Another associative rhetorical device is the Association Fallacy, more commonly known as “guilt by association.”  This is where the (usually negative) qualities of one thing are implied to be inherent in another associated thing.  For example: “My opponent is in favor of tight monetary policy.  The Nazis were also in favor of right monetary policy.  Therefore, my opponent is just like Hitler.”

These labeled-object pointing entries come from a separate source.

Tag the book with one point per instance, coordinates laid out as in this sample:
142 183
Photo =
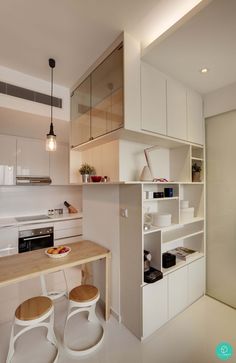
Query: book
183 253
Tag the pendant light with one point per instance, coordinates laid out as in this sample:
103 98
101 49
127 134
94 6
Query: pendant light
51 143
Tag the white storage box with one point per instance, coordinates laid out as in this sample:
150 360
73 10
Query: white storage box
186 214
184 204
161 220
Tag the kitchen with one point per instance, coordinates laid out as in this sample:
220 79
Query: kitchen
17 122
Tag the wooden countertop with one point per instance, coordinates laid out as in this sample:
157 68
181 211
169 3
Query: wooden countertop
27 265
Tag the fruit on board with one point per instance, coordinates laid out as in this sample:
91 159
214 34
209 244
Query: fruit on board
58 250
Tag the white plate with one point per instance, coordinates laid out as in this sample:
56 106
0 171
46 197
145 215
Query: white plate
58 255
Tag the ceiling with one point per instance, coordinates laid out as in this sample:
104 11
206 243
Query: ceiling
76 32
207 40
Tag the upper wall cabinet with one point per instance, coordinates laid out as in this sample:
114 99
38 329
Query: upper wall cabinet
169 108
176 110
153 99
195 117
97 103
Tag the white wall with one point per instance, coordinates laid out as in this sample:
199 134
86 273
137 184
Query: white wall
21 200
101 225
23 80
220 101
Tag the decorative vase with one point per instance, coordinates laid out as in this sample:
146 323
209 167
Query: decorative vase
85 178
146 174
196 177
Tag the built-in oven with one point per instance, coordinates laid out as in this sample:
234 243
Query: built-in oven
35 238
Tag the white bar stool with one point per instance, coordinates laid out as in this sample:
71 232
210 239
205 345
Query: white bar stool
31 314
83 298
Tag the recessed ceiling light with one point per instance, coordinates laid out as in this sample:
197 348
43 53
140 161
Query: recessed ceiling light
204 70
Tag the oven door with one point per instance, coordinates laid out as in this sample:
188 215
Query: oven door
35 242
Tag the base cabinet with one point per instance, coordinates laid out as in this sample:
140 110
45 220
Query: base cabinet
155 306
164 299
178 291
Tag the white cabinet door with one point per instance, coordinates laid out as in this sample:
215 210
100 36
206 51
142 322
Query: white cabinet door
176 110
178 291
32 157
195 117
7 159
59 165
153 96
196 280
155 306
8 241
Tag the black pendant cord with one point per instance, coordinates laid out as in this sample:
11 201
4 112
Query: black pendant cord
51 96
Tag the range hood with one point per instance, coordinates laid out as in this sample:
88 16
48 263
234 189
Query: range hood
33 180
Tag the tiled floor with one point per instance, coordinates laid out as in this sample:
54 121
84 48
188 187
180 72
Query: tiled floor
191 337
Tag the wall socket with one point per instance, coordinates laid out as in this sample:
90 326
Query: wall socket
124 212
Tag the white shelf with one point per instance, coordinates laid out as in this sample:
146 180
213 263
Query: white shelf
195 219
163 229
160 199
184 237
181 263
198 159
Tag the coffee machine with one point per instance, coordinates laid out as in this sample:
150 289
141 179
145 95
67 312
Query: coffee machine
150 273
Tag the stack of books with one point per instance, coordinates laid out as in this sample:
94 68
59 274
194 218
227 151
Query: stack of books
183 253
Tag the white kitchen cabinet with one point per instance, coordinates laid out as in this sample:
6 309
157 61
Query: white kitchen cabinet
7 159
153 97
8 241
195 117
32 158
59 165
178 291
155 306
176 110
196 280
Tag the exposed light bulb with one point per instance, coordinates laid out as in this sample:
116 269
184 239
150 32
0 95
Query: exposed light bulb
204 70
51 144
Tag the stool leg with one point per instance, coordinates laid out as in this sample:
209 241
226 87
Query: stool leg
51 335
11 349
92 314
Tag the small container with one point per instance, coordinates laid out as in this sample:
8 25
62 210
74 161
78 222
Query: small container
184 204
186 214
161 220
158 195
168 192
168 260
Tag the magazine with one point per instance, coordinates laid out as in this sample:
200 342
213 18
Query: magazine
183 253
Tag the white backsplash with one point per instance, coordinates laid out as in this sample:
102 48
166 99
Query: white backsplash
21 200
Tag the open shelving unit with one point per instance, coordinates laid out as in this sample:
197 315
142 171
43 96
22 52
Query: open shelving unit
183 282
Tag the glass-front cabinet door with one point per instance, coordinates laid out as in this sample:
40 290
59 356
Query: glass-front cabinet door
81 113
107 94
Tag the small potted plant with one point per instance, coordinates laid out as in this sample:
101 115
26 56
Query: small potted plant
86 170
196 170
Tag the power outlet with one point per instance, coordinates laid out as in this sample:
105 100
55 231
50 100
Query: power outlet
124 212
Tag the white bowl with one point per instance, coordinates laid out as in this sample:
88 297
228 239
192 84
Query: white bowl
57 255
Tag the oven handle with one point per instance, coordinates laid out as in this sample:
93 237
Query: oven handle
37 237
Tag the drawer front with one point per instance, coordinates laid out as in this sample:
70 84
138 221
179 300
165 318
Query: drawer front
72 223
69 232
65 241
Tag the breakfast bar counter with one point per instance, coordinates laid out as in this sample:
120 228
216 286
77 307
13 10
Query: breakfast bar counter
28 265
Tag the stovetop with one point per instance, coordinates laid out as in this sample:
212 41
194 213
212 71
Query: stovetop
31 218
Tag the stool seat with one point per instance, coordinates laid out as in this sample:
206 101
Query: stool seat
83 293
33 308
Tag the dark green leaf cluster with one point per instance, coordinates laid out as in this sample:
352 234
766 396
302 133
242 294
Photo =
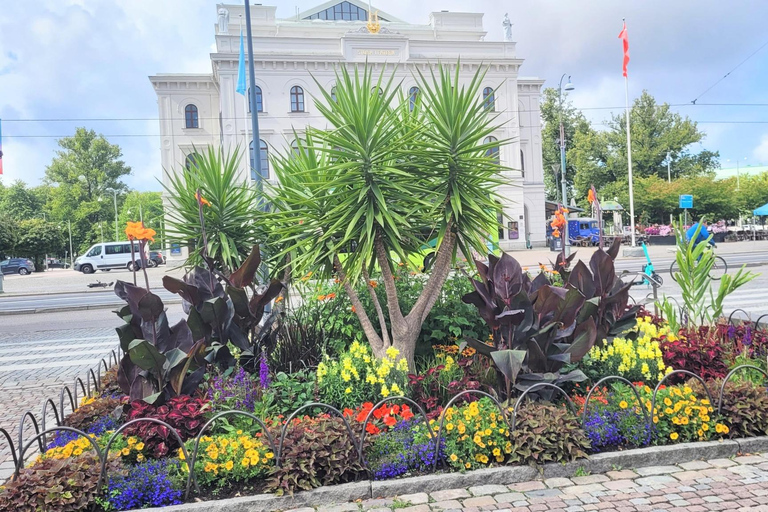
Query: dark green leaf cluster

Usually, guilt by association is a bit more subtle than this (although association with Nazism became so commonplace in the age of Internet debate that it ended up popularizing a less-known fallacy called Reductio ad Hiterism).  But it is one of the most commonplace rhetorical techniques you see applied by (among others) BDS activists to avoid confronting topics they’d rather not discuss.  This is why attempts to counter this or that BDS point so frequently end in an accusation of “sounding just like a right winger” or “Likudnik,” especially in front of an audience that perceives itself on the left end of US or Israeli public opinion.   The hope is that if they can associate their opponents with someone the audience doesn’t like, this frees them from having to answer any genuine questions or challenges.

There is a final example of associative rhetoric that, while not unique to the BDS movement, is so integral to that effort that it needs to be highlighted. For, if you think about it, the entire BDS project is built around trying to associate the boycott and divestment cause with the positive brand of a respected institution (such as a major university or centuries-old church).  In fact, without such associations the BDSers can claim to represent nothing more than themselves (which is why they fight so feverishly to bring one or more of these groups over to their cause – by any means necessary).

This desire to speak in the name of others is also why groups like Jewish Voice for Peace (to take my favorite general example of practitioners of rhetorical excess) spend so much time putting their own opinions between quote marks (usually associated with rabbis or third parties not necessarily directly connected to their organization).   The (accurate) assumption behind such a move is that such words would have less power if delivered in the name of a partisan group.  But if they can come out of the mouth of someone outside of their group (or someone with a title – such as rabbi – which implies authority and connectivity to ancient legacies and traditions), they will sound more neutral and, thus, objective.

As with so many rhetorical techniques, devices that leverage our uncontrollable tendency to associate are most effective when harnessed to logical arguments based on accurate facts.  But problems arise when they are used in place of logic and fact (which they so often are when coming out of the mouth of BDS champions).  While such verbal tricks can work for a while (and may be effective with certain audiences), they tend to come off as manipulative and dishonest when an underlying lack of logic or honesty is exposed.

Our desire to think the best of people can easily turn to outrage when it becomes clear that someone is trying to play us for suckers.  Which may explain why, after more than a decade of effort, BDS (like “banana” coupled with “vomit”) has done little more than leave a bad taste in the mouth of everyone who has encountered it.